Leichname die nicht verwesen

   

Ein wundersames Leben war das was einige Heilige führten. Einige von ihnen jedoch verbringen selbst nach ihrem Tod noch Wunder. Sie bleiben vom natürlichem Verwesungsprozess verschont. Ihre Körper sind noch vielen Jahren noch vollkommen unversehrt und das ohne daß jegliche Konservierungsmethoden an ihnen vorgenommen wurden.


 
1879 starb die Heilige Bernadette von Lourdes. Bei ihr handelt es sich hier sogar um ein relativ modernes Beispiel.
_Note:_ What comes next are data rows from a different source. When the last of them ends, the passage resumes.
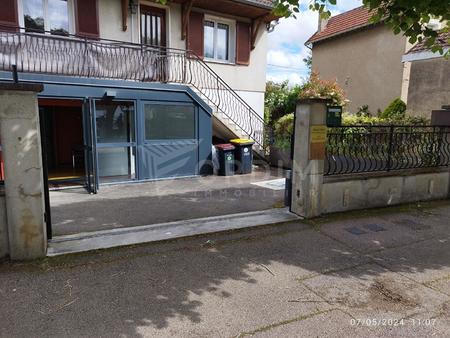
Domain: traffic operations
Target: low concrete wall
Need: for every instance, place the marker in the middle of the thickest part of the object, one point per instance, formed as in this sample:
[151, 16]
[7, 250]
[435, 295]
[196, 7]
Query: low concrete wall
[4, 241]
[369, 192]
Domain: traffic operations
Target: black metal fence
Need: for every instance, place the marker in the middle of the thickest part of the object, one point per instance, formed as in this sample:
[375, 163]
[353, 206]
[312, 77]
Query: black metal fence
[362, 149]
[109, 59]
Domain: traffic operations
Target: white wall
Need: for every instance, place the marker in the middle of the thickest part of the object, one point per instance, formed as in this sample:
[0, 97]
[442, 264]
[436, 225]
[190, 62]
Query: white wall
[254, 99]
[354, 194]
[110, 21]
[250, 81]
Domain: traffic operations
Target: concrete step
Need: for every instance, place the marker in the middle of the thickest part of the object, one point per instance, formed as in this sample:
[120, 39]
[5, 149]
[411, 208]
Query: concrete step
[61, 245]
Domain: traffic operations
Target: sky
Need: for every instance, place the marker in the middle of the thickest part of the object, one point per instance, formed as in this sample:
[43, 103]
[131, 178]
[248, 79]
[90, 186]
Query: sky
[287, 43]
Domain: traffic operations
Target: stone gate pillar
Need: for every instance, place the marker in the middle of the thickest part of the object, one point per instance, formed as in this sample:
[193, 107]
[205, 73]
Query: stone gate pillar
[309, 156]
[24, 188]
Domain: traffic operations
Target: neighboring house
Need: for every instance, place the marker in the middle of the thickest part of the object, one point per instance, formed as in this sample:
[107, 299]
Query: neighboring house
[429, 80]
[129, 85]
[364, 58]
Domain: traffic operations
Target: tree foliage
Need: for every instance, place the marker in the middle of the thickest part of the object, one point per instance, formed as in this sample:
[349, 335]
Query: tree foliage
[409, 17]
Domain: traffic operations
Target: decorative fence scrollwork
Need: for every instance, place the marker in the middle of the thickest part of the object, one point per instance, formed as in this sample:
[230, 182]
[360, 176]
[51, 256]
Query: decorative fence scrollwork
[362, 149]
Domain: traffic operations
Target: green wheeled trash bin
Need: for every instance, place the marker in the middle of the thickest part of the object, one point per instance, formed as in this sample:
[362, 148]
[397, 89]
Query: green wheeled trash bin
[226, 159]
[243, 155]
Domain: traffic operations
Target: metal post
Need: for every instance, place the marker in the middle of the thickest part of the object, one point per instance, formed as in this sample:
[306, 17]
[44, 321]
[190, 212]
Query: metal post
[15, 74]
[391, 145]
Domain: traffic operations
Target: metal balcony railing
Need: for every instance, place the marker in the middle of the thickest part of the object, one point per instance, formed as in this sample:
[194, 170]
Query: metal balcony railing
[108, 59]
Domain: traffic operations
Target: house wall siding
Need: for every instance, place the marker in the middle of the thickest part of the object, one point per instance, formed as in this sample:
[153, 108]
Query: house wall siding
[367, 64]
[250, 81]
[429, 85]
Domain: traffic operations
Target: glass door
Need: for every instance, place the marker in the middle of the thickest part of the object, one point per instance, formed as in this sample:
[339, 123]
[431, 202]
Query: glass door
[115, 140]
[90, 147]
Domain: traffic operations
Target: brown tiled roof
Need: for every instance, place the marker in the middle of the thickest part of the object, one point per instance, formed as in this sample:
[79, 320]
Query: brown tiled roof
[442, 39]
[259, 3]
[343, 23]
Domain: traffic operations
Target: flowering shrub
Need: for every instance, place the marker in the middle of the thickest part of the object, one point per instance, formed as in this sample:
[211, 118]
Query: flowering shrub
[284, 127]
[280, 99]
[316, 88]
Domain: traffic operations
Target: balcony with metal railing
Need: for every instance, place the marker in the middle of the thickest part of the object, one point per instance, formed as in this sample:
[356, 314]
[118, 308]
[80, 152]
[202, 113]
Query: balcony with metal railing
[108, 59]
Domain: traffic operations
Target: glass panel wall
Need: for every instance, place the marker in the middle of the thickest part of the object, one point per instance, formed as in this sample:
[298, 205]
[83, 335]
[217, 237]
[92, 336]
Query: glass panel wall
[169, 122]
[116, 148]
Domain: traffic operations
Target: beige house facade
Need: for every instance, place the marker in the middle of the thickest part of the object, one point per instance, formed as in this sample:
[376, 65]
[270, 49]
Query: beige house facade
[365, 59]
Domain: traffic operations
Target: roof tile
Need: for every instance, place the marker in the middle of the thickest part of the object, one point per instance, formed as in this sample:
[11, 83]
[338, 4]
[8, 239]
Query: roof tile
[342, 23]
[443, 40]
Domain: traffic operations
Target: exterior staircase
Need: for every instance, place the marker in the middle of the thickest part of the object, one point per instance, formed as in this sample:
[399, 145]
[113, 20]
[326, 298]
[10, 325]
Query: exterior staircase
[107, 59]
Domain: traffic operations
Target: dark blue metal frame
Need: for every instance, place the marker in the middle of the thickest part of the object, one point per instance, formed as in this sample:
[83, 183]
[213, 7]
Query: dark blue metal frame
[64, 87]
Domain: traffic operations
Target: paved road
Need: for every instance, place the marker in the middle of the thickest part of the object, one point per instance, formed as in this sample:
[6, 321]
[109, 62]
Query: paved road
[367, 274]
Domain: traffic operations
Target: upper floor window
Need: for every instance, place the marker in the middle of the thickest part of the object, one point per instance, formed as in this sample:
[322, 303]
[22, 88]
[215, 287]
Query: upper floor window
[219, 39]
[53, 16]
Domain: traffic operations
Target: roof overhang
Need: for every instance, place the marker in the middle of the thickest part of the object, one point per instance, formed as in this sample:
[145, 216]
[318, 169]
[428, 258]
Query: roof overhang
[355, 29]
[250, 9]
[424, 55]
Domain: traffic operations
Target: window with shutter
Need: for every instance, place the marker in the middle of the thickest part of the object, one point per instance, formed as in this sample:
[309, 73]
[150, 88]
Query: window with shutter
[53, 16]
[86, 14]
[219, 36]
[195, 33]
[243, 43]
[8, 15]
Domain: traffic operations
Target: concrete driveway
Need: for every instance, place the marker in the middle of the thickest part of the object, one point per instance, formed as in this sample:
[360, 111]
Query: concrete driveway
[125, 205]
[366, 274]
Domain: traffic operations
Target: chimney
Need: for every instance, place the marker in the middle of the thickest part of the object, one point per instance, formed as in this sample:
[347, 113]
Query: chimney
[322, 23]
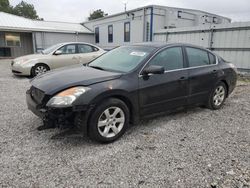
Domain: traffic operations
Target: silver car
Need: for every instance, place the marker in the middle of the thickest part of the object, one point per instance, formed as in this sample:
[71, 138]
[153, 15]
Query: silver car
[56, 56]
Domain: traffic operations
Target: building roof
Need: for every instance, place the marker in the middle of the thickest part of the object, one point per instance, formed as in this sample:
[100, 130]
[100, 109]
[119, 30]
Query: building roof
[155, 6]
[17, 23]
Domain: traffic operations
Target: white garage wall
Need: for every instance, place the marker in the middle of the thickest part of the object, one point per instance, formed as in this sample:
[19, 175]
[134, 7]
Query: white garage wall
[44, 39]
[230, 41]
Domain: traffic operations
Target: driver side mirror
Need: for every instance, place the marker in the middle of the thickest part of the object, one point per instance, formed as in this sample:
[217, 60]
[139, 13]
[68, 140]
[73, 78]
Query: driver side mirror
[58, 52]
[153, 69]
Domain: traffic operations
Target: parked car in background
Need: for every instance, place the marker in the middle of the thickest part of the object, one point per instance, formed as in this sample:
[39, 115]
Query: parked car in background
[56, 56]
[130, 83]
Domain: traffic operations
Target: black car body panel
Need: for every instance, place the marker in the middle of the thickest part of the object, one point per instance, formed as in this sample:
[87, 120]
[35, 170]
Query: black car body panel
[144, 94]
[55, 81]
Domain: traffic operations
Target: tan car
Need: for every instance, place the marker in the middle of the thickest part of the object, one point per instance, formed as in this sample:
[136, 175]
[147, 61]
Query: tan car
[56, 56]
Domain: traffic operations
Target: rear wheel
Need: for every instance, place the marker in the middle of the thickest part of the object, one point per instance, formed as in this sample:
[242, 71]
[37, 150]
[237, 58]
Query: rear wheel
[109, 121]
[217, 96]
[39, 69]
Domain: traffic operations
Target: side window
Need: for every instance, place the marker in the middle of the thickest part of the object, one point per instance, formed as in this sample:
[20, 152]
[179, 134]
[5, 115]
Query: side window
[82, 48]
[68, 49]
[197, 57]
[170, 59]
[212, 58]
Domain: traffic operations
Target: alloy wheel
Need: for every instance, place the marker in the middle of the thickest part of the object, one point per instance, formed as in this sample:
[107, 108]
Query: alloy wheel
[40, 69]
[219, 95]
[111, 122]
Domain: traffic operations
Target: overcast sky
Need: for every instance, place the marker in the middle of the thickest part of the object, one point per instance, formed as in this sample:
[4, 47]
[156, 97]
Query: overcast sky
[78, 10]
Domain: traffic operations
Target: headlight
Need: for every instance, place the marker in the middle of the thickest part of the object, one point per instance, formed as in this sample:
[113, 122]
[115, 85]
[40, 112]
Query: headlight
[67, 97]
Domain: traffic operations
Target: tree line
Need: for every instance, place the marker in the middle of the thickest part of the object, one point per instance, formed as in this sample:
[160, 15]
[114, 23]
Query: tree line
[23, 9]
[27, 10]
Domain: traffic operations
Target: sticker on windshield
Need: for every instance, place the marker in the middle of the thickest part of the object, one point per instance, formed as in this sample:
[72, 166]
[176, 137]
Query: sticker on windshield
[141, 54]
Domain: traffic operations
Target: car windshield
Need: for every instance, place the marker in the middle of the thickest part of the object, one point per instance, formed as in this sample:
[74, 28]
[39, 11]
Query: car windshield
[51, 49]
[122, 59]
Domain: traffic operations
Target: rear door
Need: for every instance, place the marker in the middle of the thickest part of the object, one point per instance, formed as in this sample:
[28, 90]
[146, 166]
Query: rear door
[162, 92]
[202, 73]
[87, 53]
[68, 56]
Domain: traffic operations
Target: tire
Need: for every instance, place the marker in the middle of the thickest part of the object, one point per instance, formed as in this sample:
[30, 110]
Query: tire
[217, 96]
[104, 126]
[39, 69]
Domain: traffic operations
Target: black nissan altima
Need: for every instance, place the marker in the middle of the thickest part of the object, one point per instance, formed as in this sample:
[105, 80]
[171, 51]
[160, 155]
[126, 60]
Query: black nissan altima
[130, 83]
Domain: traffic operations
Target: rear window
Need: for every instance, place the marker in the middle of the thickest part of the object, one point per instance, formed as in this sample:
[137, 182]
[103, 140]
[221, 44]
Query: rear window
[212, 58]
[197, 57]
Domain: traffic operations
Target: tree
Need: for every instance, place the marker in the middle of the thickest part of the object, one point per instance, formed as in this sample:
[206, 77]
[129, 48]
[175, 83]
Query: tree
[5, 6]
[25, 10]
[22, 9]
[96, 14]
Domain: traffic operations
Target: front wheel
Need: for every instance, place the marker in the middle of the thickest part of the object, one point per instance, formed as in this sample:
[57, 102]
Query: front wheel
[217, 96]
[109, 121]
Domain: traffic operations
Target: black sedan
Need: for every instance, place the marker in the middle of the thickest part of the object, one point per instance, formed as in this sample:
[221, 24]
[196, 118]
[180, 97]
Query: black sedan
[130, 83]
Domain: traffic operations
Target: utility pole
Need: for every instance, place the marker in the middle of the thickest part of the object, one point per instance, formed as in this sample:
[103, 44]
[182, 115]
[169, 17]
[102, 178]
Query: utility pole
[125, 5]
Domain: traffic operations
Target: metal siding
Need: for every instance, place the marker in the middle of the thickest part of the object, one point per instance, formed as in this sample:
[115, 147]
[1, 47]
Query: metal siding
[2, 41]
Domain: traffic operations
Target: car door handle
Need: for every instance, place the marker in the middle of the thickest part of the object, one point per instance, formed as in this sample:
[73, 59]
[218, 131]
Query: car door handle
[183, 78]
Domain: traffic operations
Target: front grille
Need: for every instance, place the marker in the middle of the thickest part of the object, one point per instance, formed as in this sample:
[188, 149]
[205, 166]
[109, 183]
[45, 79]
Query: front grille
[37, 95]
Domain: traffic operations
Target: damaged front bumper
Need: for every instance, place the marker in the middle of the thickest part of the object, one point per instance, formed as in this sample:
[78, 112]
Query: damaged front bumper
[60, 117]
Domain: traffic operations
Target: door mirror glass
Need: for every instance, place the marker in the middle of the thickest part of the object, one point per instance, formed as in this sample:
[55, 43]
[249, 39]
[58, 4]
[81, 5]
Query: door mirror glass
[58, 52]
[153, 69]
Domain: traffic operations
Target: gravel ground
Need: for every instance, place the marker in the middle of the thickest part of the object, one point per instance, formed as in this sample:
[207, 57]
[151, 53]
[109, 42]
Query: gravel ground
[198, 148]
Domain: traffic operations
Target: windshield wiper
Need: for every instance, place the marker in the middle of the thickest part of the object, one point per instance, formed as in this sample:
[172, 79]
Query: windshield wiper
[96, 67]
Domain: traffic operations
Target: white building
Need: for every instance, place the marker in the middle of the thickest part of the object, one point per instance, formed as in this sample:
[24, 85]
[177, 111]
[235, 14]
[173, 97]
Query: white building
[20, 36]
[139, 25]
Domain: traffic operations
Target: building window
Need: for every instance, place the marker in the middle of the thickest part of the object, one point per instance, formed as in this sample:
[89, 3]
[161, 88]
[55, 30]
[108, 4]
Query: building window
[127, 32]
[12, 39]
[110, 33]
[97, 39]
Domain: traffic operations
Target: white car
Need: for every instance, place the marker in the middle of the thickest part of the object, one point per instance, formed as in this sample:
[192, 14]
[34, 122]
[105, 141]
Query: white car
[60, 55]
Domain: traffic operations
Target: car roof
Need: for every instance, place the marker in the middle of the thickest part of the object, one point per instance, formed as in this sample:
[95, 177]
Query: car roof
[164, 44]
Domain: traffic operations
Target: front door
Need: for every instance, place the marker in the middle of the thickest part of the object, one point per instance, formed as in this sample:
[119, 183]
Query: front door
[87, 53]
[162, 92]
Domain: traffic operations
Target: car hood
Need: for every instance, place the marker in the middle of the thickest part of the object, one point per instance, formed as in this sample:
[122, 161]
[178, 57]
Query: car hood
[60, 79]
[30, 57]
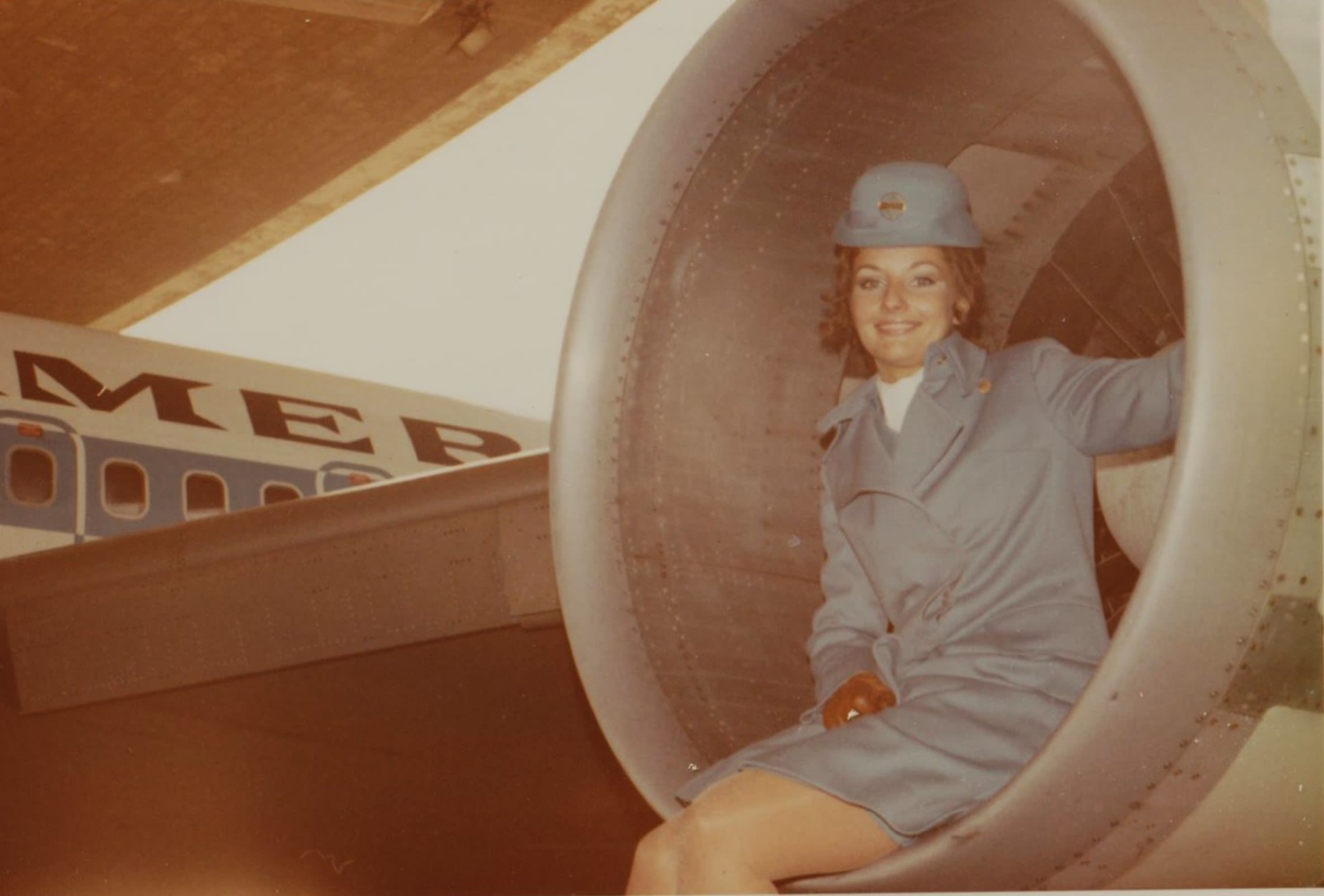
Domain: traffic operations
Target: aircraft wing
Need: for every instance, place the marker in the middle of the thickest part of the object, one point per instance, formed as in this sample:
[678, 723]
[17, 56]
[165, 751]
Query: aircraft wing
[391, 564]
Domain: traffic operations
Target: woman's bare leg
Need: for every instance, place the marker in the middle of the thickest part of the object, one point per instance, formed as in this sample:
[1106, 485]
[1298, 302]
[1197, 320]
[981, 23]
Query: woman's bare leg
[754, 829]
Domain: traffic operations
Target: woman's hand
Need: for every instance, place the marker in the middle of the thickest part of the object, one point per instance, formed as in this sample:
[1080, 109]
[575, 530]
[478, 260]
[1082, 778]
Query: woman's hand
[862, 693]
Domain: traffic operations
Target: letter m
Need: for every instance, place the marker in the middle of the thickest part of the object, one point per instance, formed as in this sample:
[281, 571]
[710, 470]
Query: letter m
[171, 395]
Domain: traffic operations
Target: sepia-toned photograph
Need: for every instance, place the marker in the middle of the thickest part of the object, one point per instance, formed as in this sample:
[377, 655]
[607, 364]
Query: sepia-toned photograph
[660, 447]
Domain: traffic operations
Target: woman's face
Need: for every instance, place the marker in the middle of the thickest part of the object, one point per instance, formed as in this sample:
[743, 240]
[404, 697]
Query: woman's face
[902, 301]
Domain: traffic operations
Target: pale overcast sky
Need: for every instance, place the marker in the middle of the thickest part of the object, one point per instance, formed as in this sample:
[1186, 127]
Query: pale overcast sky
[456, 276]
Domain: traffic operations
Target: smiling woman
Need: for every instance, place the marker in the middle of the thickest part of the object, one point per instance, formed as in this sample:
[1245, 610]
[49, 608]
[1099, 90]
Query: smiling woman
[962, 616]
[685, 473]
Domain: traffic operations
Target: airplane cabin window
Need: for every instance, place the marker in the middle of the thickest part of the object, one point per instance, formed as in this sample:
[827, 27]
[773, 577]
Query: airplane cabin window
[31, 477]
[275, 493]
[124, 490]
[204, 495]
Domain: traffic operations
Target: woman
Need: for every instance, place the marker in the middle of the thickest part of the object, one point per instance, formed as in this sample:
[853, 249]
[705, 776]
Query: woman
[962, 616]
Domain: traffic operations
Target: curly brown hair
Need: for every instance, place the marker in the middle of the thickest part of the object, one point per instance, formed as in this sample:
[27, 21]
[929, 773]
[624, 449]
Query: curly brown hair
[837, 331]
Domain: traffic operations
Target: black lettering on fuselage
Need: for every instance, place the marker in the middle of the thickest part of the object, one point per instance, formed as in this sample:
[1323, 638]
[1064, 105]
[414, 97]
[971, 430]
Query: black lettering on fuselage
[431, 448]
[271, 419]
[170, 395]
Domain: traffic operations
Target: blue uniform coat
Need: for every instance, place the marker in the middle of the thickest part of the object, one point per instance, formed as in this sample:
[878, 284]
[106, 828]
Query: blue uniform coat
[960, 571]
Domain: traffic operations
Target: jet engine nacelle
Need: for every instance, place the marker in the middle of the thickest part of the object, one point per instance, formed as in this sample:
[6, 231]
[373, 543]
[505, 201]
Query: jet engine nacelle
[1142, 172]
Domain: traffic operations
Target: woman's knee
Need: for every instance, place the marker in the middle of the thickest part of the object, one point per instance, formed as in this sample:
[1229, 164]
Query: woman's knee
[656, 858]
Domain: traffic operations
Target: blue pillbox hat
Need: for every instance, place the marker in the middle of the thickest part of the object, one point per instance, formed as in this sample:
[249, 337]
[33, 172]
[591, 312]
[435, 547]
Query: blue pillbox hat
[909, 204]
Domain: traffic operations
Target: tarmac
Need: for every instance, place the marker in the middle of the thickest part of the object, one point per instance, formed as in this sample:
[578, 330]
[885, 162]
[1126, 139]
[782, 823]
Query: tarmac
[468, 765]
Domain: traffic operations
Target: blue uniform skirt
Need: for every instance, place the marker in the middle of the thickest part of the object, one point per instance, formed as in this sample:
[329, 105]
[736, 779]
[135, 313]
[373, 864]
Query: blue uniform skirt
[948, 746]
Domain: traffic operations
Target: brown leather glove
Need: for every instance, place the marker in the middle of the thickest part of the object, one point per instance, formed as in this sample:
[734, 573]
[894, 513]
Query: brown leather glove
[862, 693]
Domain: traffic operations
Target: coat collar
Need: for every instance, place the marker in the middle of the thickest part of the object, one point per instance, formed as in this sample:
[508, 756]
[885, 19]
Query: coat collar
[950, 358]
[866, 458]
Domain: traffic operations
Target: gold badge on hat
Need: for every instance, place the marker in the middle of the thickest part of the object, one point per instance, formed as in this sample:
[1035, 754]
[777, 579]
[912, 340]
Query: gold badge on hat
[893, 206]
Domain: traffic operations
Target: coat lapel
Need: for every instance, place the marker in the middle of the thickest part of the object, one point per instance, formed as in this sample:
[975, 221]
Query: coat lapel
[860, 459]
[942, 415]
[865, 457]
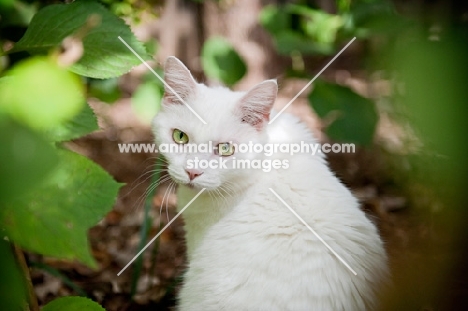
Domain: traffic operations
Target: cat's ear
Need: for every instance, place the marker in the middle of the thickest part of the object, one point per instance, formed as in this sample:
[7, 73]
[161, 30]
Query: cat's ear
[179, 81]
[256, 104]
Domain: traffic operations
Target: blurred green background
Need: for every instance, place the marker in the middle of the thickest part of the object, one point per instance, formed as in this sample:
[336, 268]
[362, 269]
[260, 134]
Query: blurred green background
[398, 92]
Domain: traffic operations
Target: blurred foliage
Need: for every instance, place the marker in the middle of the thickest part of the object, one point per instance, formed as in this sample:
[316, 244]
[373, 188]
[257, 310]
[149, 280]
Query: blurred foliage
[221, 61]
[72, 304]
[13, 288]
[50, 196]
[351, 117]
[104, 56]
[300, 30]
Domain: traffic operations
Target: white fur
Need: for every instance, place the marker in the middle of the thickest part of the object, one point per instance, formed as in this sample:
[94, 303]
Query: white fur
[246, 250]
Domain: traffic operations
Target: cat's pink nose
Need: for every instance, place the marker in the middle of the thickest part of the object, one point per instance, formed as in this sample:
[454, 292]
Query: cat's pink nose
[193, 173]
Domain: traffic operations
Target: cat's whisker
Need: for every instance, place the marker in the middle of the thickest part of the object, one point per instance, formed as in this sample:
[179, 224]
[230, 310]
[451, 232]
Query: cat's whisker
[162, 201]
[144, 180]
[150, 189]
[171, 186]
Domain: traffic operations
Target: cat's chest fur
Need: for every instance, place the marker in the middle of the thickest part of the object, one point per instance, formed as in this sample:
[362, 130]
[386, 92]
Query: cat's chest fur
[249, 252]
[246, 249]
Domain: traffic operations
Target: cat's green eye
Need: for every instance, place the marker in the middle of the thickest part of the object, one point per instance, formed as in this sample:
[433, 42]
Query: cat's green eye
[179, 137]
[225, 149]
1909 und nochmals 1919 wurde ihr Körper exhumiert. Eines ihrer Kruzifixe war vollkommen verrostet, während das Andere komplett mit Grünspan überzogen war. doch der Körper der Nonne, der Kapelle von St. Joseph in Nevers, zeigte keinerlei Anzeichen des Verfalls. Noch heute ist ihr Leichnam genauso unversehrt wie damals in der Kirche aufgebahrt.

Weitere Leichname von Christen, die in diesem Jahrhundert vorgefunden und nahezu unversehrt sind, gehören unter anderem der seligen Paula Frassinetti und Maria Assunata sowie dem heiligen Jean Vianney, der Curé von Ars.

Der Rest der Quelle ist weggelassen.